Hong Kong’s reliance on shopping is dangerous, when countries now have low-cost internet deliveries and can buy goods direct from China. These can be delivered direct to your home more cheaply than in Hong Kong markets. Famous brands are available in most big cities. Globalisation also encourages manufacturers to manipulate prices to keep them the same in all markets.
This leads me to holiday experiences. Hong Kong views are unique; however, there are many countries that have great views and in many countries you can spend months enjoying different amazing views each day.
However, I think there may be other opportunities for Hong Kong. Take Bilbao, Spain, with a population of only 345,000. It has the Guggenheim Museum, a fantastic draw. Or, look at Dundee, Scotland (population 148,000) a small city where the new V&A Museum of Design building is being constructed.
I believe a survey would place these higher in the world rankings than what is available in Hong Kong.
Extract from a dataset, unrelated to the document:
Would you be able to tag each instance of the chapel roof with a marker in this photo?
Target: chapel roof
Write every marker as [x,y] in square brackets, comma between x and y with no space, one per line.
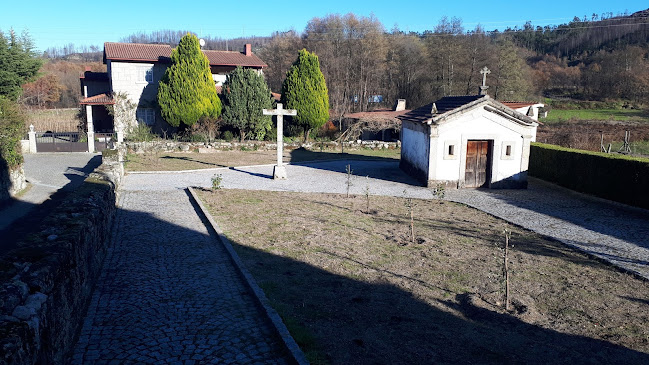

It does have some interesting museums; however, they are buildings I would visit to get out of the heat, not ones that would encourage me to stay longer in the city.
Perhaps a strategy is needed that does not look at visitor numbers but the length of stays. Hong Kong is ideally situated to improve its tourism by being a cultural draw. Culture is not just about museums but about people and how they live. One of my most amazing visits was to Tai O: places like this should be protected. Visits to the outlying islands are fun.
Protecting and promoting these are to everyone’s benefit. Hong Kong investing in unique world-class attractions would also lengthen visits.
Shopping centres have their place, but do not offer a unique selling proposition – for sustainable tourism Hong Kong needs to keep investing in new experiences that can only be found here. What are they? They need to be discovered and created.